High Availability Part 5
By Todd Little-Oracle on Jan 23, 2014
In the first parts of this series on high availability, I’ve explained what high availability means, how availability is defined and measured, what impacts availability, and what needs to be done in general to improve availability. In this post I’ll look at some of the features in Tuxedo that aid in creating highly available applications.
The first thing I want to cover is using redundancy to improve availability. If you recall from the second post, just adding a single level of redundancy can make a huge improvement in availability. This is often noted in many highly available systems where they claim there is no single point of failure, meaning that for every required component, there is at least one duplicate or redundant copy of it. Highly available hardware platforms like Exalogic are designed this way with redundant power distribution and power supplies, redundant networks, redundant or extra fans, redundant SSDs, etc. So any given failure of a single hardware component will not bring the system down. Tuxedo is designed with this strategy in mind, i.e., no single point of failure. Let’s look at each type of component in a Tuxedo application and see how it can be made redundant.

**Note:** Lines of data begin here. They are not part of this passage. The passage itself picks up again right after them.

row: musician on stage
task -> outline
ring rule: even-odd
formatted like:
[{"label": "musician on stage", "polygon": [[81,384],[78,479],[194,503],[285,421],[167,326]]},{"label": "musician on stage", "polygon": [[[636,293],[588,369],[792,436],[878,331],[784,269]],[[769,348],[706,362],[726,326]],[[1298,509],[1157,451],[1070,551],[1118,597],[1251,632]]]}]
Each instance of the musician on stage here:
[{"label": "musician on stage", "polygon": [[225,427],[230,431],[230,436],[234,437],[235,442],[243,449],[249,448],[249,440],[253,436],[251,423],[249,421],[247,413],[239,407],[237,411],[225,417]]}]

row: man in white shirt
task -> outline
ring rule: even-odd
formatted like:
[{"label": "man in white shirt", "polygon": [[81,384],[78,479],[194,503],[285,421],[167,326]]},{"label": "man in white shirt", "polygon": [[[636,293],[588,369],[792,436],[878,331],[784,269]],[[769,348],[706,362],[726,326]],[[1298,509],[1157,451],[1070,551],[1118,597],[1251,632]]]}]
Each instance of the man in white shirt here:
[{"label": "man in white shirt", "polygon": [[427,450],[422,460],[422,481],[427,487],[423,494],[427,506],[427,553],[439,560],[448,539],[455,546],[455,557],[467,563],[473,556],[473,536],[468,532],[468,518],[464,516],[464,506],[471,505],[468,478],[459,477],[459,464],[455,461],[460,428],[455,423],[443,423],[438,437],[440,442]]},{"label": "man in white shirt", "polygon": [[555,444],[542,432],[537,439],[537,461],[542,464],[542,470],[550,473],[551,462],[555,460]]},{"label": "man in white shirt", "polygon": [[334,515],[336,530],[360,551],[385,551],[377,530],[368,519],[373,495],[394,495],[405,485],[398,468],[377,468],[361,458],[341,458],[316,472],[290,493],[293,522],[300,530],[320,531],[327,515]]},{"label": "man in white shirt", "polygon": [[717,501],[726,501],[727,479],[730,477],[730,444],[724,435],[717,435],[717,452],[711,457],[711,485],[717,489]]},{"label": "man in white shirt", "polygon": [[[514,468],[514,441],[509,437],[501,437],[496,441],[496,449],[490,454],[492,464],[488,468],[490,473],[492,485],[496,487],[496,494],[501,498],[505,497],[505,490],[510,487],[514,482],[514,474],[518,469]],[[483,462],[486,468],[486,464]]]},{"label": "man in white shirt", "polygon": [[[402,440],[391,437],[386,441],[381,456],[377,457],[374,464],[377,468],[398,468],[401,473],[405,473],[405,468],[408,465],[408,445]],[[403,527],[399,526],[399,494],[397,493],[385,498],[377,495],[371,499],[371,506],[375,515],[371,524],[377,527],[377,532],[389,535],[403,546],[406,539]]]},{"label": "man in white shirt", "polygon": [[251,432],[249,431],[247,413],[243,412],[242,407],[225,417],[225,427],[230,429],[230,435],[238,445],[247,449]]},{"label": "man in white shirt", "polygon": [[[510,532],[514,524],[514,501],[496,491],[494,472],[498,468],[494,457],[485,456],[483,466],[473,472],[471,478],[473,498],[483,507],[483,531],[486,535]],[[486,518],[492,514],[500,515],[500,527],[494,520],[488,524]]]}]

Each of the critical Tuxedo system servers can have additional copies of them run. When I say critical, I mean those that are required for the application to perform its task. The reason I qualify this is that often I’m asked about the Bulletin Board Liason (BBL), Distinguished Bulletin Board Liason (DBBL), and the BRIDGE. These three servers cannot have multiple copies of them running. So how does Tuxedo provide high availability if these servers cannot run redundantly? For the BBL and DBBL, the answer is that these servers are not needed by Tuxedo to process requests. So if a BBL or the DBBL crash for some reason, the application can still function as normal request processing doesn’t need those servers to be up to function. These servers are primarily responsible for management, configuration, and housekeeping tasks. So while one of them is temporarily down, the application continues to run, but certain configuration and administration tasks may not be able to be performed until the failed server is restarted.
The BRIDGE on the other hand may be in the path of application request processing so why does it being down not necessarily affect application availability? This largely depends upon the application configuration. Ideally each machine in a clustered configuration would be running all the servers necessary to process application requests. In this case, Tuxedo would note that the BRIDGE is down and route requests only to local servers. Certain unavoidable configurations such as where a server cannot be run on more than one machine at a time, or singleton servers, may cause temporary unavailability of the services offered by that server, but this should be extremely short. The reason it will be short is that Tuxedo operates on a buddy system, meaning that every process has another process that is monitoring it presence and usually its health as well. All configured processes are monitored by the BBL. So if the BRIDGE fails, the BBL will automatically restart it and in general the worst that has happened is some requests will be temporarily delayed as no requests will be lost. Since every process needs a buddy to monitor it, the BRIDGE monitors the BBL, so if the BBL should crash, the BRIDGE will automatically restart the BBL. One final comment on these specific system servers, they contain no application or customer provided code and are highly tested, so their likelihood of failing to begin with is extremely low.
Let’s take a quick look at the other common Tuxedo system servers. TMQUEUE servers can be run with multiple copies accessing the same queuespace on a single machine. Thus if one of the TMQUEUE servers fails, the others will just continue to process /Q requests for the queuespace. Should the machine the queuespace is on fail, then it would be necessary to migrate the server group containing the TMQUEUE servers to another machine. With Tuxedo 12c, this process can be automated with automatic server group migration, such that the server group will automatically be migrated to its backup machine. So the failure of a machine here could introduce some minimal unavailability for the queuespace while the servers are being migrated. Planned enhancements to Tuxedo Message Queue (TMQ) should address even this small bit of unavailability of a queuespace in a future release. In the meanwhile, there is nothing preventing multiple queuespaces with same name existing in a single domain, so TMQUEUE servers could be run on multiple machines, but these queuespaces will be independent of each other; so a dequeue operation could block even though there are messages in the “queue”, because the dequeue operation ended up on a machine where there are no messages in that queue.
The next set of system servers are those that operate in a master/slave arrangement. These include the Tuxedo event brokers and the CORBA naming servers. These servers operate in such a fashion that one server is configured as the master server, and when changes are made, it has the responsibility of propagating the changes to the slave servers. The master or slave servers can handle read-only requests and master and slaves communicate via standard tpcalls, meaning they can be run across multiple machines. If the master server dies, it is normally configured as restartable, it will be restarted by the BBL and then restore its state from the slave servers. So worst case there may be an extremely brief period of time while a new event subscription or new CORBA naming entry can’t be made, but event posting and name lookups can still proceed even during this brief period when the master is down.
In my next post I’ll cover the remaining system servers and application servers as they are both handled in the same way for redundancy. In subsequent posts I’ll cover other ways to improve the availability of Tuxedo applications such as the built in failover/failback capabilities of Tuxedo as well as means to automate application or configuration specific steps to remediate failures.